The Complete Framework
Nine principles. One system. Every role.
Frequently Asked Questions
"10X engineer" is a myth. Isn't this just hype?
The term "10X engineer" is loaded — and intentionally so. This isn't about being born with a superpower. It's about leverage. A developer with the right tools, context, and workflow can genuinely produce the output of a much larger team. That's not a personality trait — it's a system. These principles are the system.
Isn't this just a Claude Code / Anthropic ad?
The principles are tool-agnostic. Every section includes equivalents: Cursor uses .cursorrules, GitHub Copilot uses .github/copilot-instructions.md, Windsurf uses .windsurfrules. I use Claude Code because it's what I know best, but the principles work with any AI agent. The habit matters more than the vendor.
Where's the data? These are just assertions.

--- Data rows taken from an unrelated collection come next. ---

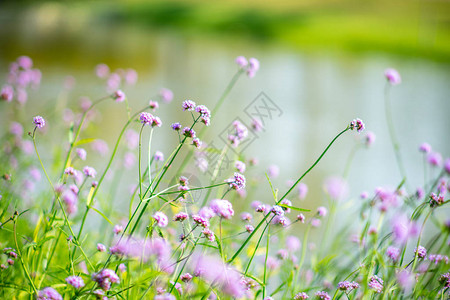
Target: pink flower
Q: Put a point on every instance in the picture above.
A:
(392, 76)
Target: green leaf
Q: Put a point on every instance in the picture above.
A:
(293, 207)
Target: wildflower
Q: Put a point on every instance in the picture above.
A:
(48, 293)
(146, 118)
(105, 278)
(322, 295)
(161, 219)
(301, 218)
(376, 283)
(200, 221)
(249, 228)
(222, 208)
(101, 247)
(89, 172)
(188, 132)
(186, 277)
(245, 216)
(180, 217)
(153, 104)
(241, 61)
(302, 190)
(118, 229)
(301, 296)
(436, 200)
(357, 124)
(159, 156)
(240, 166)
(119, 96)
(39, 121)
(437, 258)
(425, 148)
(209, 234)
(277, 210)
(75, 281)
(176, 126)
(237, 182)
(393, 253)
(322, 211)
(434, 159)
(188, 105)
(7, 93)
(166, 94)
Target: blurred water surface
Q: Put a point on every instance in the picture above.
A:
(318, 94)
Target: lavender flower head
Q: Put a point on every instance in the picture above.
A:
(75, 281)
(188, 105)
(39, 121)
(376, 283)
(119, 96)
(237, 182)
(161, 219)
(48, 293)
(357, 124)
(392, 76)
(222, 208)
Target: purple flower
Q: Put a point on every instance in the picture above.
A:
(322, 211)
(89, 172)
(7, 93)
(146, 118)
(161, 219)
(241, 61)
(393, 253)
(434, 159)
(301, 296)
(176, 126)
(376, 283)
(347, 286)
(101, 247)
(39, 121)
(181, 216)
(392, 76)
(322, 295)
(237, 181)
(166, 94)
(222, 208)
(188, 105)
(425, 148)
(188, 132)
(105, 278)
(357, 124)
(49, 293)
(421, 252)
(119, 96)
(153, 104)
(75, 281)
(159, 156)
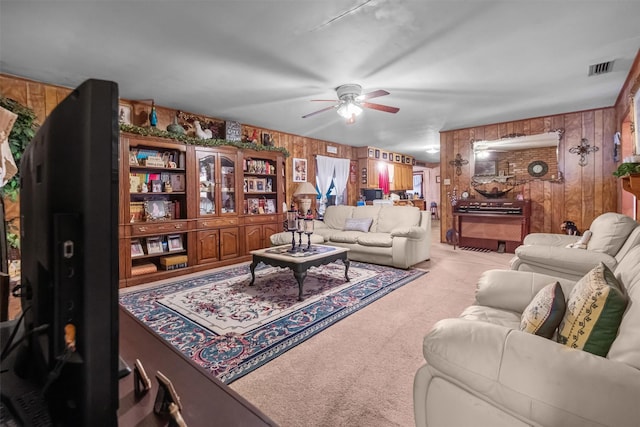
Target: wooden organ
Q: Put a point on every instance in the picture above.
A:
(496, 224)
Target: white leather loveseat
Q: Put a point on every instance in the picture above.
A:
(612, 236)
(399, 236)
(482, 370)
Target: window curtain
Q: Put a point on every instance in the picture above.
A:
(341, 175)
(324, 176)
(383, 180)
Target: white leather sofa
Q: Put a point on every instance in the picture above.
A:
(613, 235)
(482, 370)
(398, 236)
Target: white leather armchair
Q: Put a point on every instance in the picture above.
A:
(482, 370)
(613, 235)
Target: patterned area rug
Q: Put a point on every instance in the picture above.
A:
(230, 328)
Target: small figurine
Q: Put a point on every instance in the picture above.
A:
(202, 133)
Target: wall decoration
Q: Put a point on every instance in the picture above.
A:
(458, 162)
(299, 170)
(583, 151)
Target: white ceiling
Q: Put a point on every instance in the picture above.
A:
(447, 64)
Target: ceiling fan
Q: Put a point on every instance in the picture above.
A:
(350, 102)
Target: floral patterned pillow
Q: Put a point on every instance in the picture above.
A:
(595, 308)
(545, 311)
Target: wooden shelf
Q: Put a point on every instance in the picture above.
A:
(631, 183)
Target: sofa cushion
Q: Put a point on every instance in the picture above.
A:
(626, 347)
(368, 212)
(357, 224)
(610, 231)
(391, 217)
(381, 240)
(346, 237)
(336, 215)
(594, 311)
(545, 311)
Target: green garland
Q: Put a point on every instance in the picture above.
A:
(189, 140)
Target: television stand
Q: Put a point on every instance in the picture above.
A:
(203, 396)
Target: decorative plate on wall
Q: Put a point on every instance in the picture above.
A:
(538, 168)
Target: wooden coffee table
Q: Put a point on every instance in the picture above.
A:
(299, 262)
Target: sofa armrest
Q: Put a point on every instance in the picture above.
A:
(578, 261)
(317, 224)
(549, 239)
(532, 376)
(413, 232)
(514, 290)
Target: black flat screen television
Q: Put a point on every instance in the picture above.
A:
(69, 260)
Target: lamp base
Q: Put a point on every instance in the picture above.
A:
(305, 205)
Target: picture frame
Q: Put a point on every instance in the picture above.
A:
(136, 248)
(133, 158)
(270, 206)
(155, 210)
(253, 206)
(177, 182)
(300, 170)
(124, 114)
(485, 167)
(136, 211)
(174, 242)
(154, 245)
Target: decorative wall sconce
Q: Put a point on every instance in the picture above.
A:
(583, 150)
(458, 162)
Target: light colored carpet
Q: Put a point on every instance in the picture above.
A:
(360, 371)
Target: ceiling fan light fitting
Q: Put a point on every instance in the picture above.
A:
(349, 109)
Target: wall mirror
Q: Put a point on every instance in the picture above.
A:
(499, 165)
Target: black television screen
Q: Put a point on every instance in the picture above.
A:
(69, 259)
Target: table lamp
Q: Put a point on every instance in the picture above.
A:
(302, 193)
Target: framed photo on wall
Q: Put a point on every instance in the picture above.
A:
(174, 242)
(136, 248)
(299, 170)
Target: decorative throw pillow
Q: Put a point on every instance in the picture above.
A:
(594, 311)
(545, 311)
(357, 224)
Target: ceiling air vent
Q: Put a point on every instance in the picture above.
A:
(602, 68)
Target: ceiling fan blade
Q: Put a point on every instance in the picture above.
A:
(374, 94)
(319, 111)
(380, 107)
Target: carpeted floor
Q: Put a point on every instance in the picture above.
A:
(230, 328)
(360, 371)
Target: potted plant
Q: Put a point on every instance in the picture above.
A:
(23, 131)
(627, 169)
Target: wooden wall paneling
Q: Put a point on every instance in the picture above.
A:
(599, 162)
(587, 177)
(610, 183)
(573, 173)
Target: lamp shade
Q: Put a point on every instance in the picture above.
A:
(305, 189)
(302, 193)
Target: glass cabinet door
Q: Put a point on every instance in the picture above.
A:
(227, 184)
(207, 173)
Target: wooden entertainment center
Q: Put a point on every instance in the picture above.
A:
(494, 224)
(186, 208)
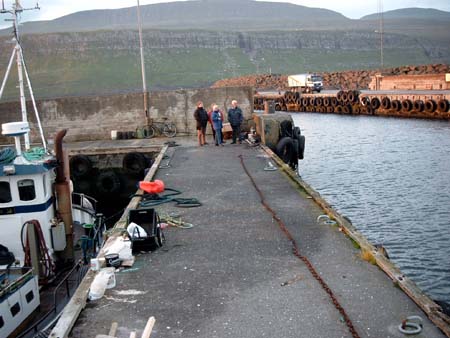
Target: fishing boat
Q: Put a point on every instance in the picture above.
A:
(39, 213)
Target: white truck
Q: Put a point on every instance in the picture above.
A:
(307, 83)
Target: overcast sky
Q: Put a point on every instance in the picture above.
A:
(51, 9)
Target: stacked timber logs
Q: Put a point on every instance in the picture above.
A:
(352, 102)
(353, 79)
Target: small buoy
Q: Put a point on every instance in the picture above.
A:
(154, 187)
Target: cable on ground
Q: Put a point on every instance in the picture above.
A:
(304, 259)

Fair. These principles come from months of daily production use across real projects — not a controlled study. The SQL injection example, the hiring workflow, the parallel agent runs — all real. I chose to write a practical guide, not a research paper. If your experience differs, I'd genuinely love to hear which principle didn't hold up and why.
Agents hallucinate. How can I trust principle 1?
They do. That's exactly why principles 2 (feedback loops), 5 (context quality), and 6 (review) exist. The agent's answer is a starting point, not gospel. You verify, the agent self-corrects, and you review the result. The system is designed to catch hallucinations — not pretend they don't happen.
Doesn't this skip learning for junior developers?
The opposite. Juniors who use agents learn faster because they can ask "why does this work?" and get an instant, detailed explanation. The agent is a patient, always-available tutor. The key is principle 6 — you still have to review and understand the output. Using an agent without understanding what it produces is just copy-pasting from Stack Overflow with extra steps.
This only works for simple / greenfield projects, right?
Actually the opposite. Agents shine brightest on large, legacy codebases that no single person fully understands. That's where principle 1 has the most impact — the agent can read and cross-reference thousands of files in minutes. Greenfield is easy for humans too. Legacy is where the leverage gap is widest.
If I have to review everything, am I really 10X?
Yes. See Principle 6 for the full math, but the short version: reviewing a finished result takes 15 minutes. Writing it yourself takes 5 hours. Even with the review, you're 16X faster. The review makes the speed safe — without it, you ship bugs and spend days firefighting.
Principle 8 says "don't use the agent" — doesn't that contradict everything?
No — it completes it. A 3-line config change doesn't need an agent. Over-delegating to AI is the new over-engineering. The strongest signal of expertise is knowing when the tool adds value and when it adds overhead. Principle 8 is the maturity test for the other eight.